Guantanamo has been nicknamed “Eggshell City” by interrogators because of the political sensitivities of dealing with 384 captives from more than 30 countries, among them at least seven British citizens. Washington has become known as “Hand-Wringers’ Central” because the Pentagon worries constantly about international reactions.

In the first breach of the military secrecy shrouding the interrogation process, William Tierney, an Arabic speaker who spent six weeks as an interpreter at Camp X-Ray, revealed the combination of inexperienced interrogators and stifling political correctness that has hampered efforts to extract intelligence about Al-Qaeda.

The Guantanamo interrogation team is led by veteran CIA, FBI and military intelligence agents. But the sheer volume of work has forced the Pentagon to recruit outside linguists with little wartime experience, Tierney said.

One interrogator is an army reservist whose previous experience was questioning passengers at San Francisco airport. Another, a young woman, was a good linguist but was treated with contempt by the inmates.

American authorities took so many measures to avoid criticism that a marine guard was removed because prisoners complained he was “too rough”. A visiting US general reassured a group of prisoners: “We don’t want anyone to say we’re mistreating you.”

After prisoners complained that leg irons cut and bruised them if they walked any distance, officers arranged for them to be wheeled to and from their interrogations on stretcher-like trolleys. But a television crew spotted a prostrate prisoner — one of the Britons — being wheeled back to his cell and suggested he might have suffered a beating. The trolleys were promptly replaced with motorised golf carts.

Tierney, a Gulf war veteran, decided to speak out after losing his job in a long-running dispute with the Pentagon.

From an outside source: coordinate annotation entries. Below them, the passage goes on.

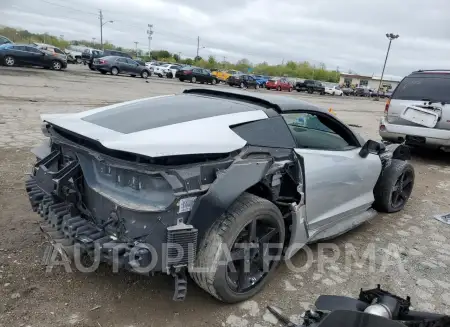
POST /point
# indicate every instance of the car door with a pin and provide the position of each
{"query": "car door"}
(35, 56)
(122, 64)
(339, 182)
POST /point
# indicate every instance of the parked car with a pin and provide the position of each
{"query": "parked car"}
(57, 52)
(363, 92)
(13, 54)
(261, 80)
(418, 111)
(333, 90)
(195, 74)
(244, 81)
(279, 84)
(121, 65)
(258, 166)
(5, 40)
(225, 74)
(348, 91)
(310, 86)
(89, 55)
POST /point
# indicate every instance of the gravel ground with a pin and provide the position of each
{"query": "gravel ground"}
(409, 250)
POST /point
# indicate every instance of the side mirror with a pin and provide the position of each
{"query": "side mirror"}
(371, 147)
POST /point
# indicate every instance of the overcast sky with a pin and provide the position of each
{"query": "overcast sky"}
(346, 33)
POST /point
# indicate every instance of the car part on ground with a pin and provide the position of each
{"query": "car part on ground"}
(138, 175)
(418, 111)
(374, 307)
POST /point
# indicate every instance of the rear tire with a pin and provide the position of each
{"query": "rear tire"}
(223, 234)
(395, 183)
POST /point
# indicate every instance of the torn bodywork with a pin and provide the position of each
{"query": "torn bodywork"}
(141, 216)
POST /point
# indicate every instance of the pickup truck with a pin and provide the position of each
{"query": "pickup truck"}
(310, 86)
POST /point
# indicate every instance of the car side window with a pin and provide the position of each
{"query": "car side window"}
(314, 131)
(33, 50)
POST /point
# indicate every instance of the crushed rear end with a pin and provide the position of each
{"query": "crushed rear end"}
(117, 207)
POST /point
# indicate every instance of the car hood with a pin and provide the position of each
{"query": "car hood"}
(195, 136)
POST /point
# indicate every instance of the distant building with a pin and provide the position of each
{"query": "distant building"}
(371, 82)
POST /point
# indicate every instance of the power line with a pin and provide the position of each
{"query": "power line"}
(70, 8)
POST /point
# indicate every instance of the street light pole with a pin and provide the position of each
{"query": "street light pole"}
(391, 37)
(101, 27)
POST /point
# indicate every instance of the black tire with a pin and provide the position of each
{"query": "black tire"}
(389, 181)
(115, 70)
(224, 231)
(9, 61)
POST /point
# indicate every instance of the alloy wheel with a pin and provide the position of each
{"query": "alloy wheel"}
(402, 189)
(252, 254)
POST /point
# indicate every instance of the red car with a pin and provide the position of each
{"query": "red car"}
(279, 84)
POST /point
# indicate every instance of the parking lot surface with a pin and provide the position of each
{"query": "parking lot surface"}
(411, 252)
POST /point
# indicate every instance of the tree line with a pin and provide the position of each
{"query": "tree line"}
(289, 69)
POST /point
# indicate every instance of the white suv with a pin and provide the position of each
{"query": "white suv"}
(418, 112)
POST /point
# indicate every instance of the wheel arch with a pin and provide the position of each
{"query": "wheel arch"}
(228, 186)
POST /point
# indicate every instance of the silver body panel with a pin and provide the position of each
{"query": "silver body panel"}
(339, 185)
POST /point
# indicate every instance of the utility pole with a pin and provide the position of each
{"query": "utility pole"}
(101, 27)
(391, 37)
(136, 42)
(150, 33)
(198, 46)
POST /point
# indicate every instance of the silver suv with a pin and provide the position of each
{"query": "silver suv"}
(418, 112)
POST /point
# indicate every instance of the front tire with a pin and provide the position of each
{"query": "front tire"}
(394, 186)
(9, 61)
(249, 220)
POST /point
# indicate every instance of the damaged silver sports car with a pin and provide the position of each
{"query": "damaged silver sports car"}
(179, 183)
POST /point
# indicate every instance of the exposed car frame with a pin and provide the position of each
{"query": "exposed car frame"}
(100, 182)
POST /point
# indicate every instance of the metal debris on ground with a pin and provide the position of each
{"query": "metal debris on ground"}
(445, 218)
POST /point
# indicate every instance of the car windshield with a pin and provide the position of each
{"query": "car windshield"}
(432, 87)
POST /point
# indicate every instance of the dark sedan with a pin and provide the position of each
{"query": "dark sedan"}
(194, 75)
(27, 55)
(120, 65)
(243, 81)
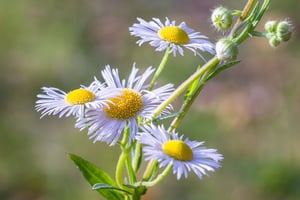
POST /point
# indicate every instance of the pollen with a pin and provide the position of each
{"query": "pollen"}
(178, 150)
(174, 34)
(125, 106)
(80, 96)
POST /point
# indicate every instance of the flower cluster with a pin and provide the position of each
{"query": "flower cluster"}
(114, 107)
(126, 111)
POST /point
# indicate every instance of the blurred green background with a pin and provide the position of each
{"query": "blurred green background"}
(250, 113)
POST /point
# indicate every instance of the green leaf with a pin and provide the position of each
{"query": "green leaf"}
(94, 175)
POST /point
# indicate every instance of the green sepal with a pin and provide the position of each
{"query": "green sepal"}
(95, 175)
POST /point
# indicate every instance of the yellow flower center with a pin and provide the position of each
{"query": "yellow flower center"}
(178, 150)
(80, 96)
(125, 106)
(174, 34)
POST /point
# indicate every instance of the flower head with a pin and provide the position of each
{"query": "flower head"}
(221, 18)
(170, 35)
(75, 102)
(124, 111)
(184, 155)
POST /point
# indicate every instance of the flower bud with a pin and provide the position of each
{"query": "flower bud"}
(226, 50)
(221, 18)
(284, 31)
(271, 26)
(274, 42)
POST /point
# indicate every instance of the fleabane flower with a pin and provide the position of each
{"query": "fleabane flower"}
(135, 102)
(57, 102)
(169, 34)
(170, 148)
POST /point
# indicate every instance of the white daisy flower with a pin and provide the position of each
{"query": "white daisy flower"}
(168, 34)
(58, 102)
(184, 155)
(107, 124)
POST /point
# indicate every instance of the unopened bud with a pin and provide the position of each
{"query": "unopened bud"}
(226, 50)
(271, 26)
(284, 31)
(274, 42)
(221, 18)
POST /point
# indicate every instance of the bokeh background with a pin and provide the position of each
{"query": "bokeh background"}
(250, 113)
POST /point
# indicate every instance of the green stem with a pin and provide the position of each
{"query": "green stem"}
(185, 107)
(137, 156)
(159, 178)
(160, 68)
(119, 169)
(208, 66)
(122, 158)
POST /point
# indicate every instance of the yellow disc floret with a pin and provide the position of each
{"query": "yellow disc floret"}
(125, 106)
(178, 150)
(174, 34)
(80, 96)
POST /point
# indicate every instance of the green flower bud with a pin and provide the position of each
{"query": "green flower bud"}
(284, 31)
(221, 18)
(274, 42)
(226, 50)
(271, 26)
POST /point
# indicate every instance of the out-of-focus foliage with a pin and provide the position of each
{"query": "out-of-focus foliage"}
(250, 113)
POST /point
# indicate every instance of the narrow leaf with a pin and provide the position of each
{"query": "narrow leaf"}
(94, 175)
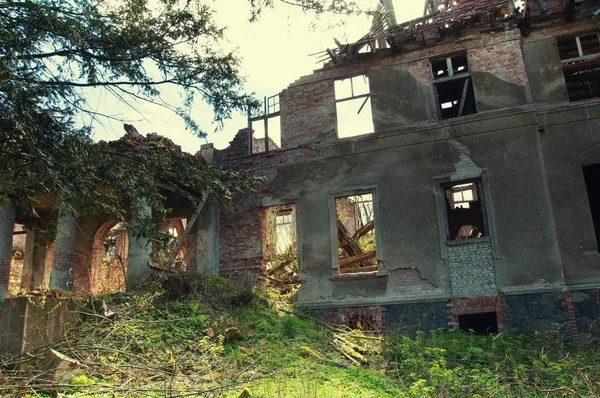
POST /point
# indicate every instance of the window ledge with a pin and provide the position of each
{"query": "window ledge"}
(358, 276)
(469, 241)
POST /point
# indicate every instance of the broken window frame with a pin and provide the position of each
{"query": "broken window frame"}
(479, 196)
(374, 268)
(270, 110)
(581, 65)
(274, 272)
(453, 76)
(353, 97)
(590, 172)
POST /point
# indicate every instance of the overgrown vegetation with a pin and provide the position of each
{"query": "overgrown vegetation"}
(229, 339)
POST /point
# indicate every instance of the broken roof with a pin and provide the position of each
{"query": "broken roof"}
(443, 16)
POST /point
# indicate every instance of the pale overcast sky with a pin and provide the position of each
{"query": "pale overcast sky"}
(274, 52)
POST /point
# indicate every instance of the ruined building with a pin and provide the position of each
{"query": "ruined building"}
(440, 173)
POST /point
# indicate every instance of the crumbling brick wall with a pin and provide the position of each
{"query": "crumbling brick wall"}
(471, 268)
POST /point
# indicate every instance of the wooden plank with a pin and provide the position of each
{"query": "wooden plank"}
(284, 264)
(362, 258)
(364, 230)
(345, 241)
(370, 268)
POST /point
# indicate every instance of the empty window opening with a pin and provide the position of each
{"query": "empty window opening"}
(266, 127)
(167, 243)
(481, 323)
(464, 210)
(281, 249)
(453, 86)
(16, 262)
(110, 276)
(353, 106)
(580, 57)
(591, 174)
(355, 222)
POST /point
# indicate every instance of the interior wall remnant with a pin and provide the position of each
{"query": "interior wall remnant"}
(18, 255)
(453, 86)
(393, 93)
(580, 58)
(464, 211)
(355, 223)
(109, 258)
(7, 220)
(62, 276)
(544, 71)
(353, 106)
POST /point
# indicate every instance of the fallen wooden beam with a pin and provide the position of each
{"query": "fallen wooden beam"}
(362, 258)
(279, 267)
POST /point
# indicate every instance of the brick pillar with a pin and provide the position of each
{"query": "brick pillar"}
(140, 249)
(62, 276)
(566, 304)
(7, 222)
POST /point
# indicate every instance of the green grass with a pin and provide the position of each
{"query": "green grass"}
(226, 339)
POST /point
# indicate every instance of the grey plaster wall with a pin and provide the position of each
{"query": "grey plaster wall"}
(535, 312)
(7, 220)
(207, 243)
(494, 93)
(393, 94)
(400, 168)
(522, 223)
(544, 71)
(570, 140)
(62, 275)
(139, 250)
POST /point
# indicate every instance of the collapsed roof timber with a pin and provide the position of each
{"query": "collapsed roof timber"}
(443, 172)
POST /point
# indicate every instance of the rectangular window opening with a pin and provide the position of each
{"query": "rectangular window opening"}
(591, 174)
(481, 323)
(266, 127)
(355, 223)
(580, 57)
(281, 249)
(353, 106)
(465, 214)
(453, 86)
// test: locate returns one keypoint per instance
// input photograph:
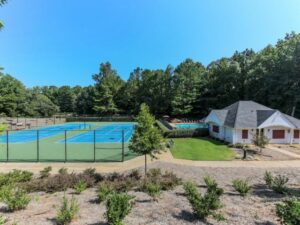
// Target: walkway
(285, 152)
(139, 162)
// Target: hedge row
(178, 133)
(101, 119)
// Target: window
(215, 129)
(278, 134)
(296, 134)
(244, 134)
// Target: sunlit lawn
(201, 149)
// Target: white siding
(268, 132)
(238, 136)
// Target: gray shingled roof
(248, 114)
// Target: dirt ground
(266, 155)
(291, 148)
(172, 208)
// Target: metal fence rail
(82, 145)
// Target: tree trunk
(145, 165)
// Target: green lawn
(200, 149)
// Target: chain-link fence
(20, 123)
(62, 145)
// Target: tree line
(270, 76)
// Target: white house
(238, 123)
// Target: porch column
(291, 136)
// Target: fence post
(122, 145)
(7, 148)
(94, 145)
(65, 145)
(38, 145)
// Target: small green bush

He claimed standard interrogation techniques were making little progress against militants trained in countermeasures.

He was involved in one “good cop, bad cop” routine to win a Saudi detainee’s trust. The lead interrogator feigned a fit of temper and stormed out of the room, leaving Tierney to sympathise with the prisoner and try to ingratiate himself by talking about life in Riyadh. “It didn’t work, of course,” he said.

Other sources supported Tierney’s account of an intelligence effort hamstrung by bureaucratic breakdowns and political pressures. “The experience on interrogations has been miserable, a disaster from the very beginning,” said a congressional intelligence source.

Lieutenant-Colonel Dennis Fink, a spokesman for the interrogation team, acknowledged yesterday that interrogating hardline Islamic militants was “a very long, slow process”. He insisted, however, that “everything is going fine”.

The seventh Briton to be incarcerated at Guantanamo Bay was identified yesterday as Tarek Dergoul, 24, a former care worker from east London. He was transferred to the camp with 31 other prisoners at the start of the month after being captured in Afghanistan.

The son of a baker from Morocco, Dergoul was born in Britain and grew up in Bethnal Green, east London. He travelled to Pakistan last summer “to learn Arabic” and then moved on to Afghanistan.

His mother Rahana said yesterday: “I still don’t understand what has happened. I love my son, but I was horrified when I learnt that he had gone to Afghanistan.”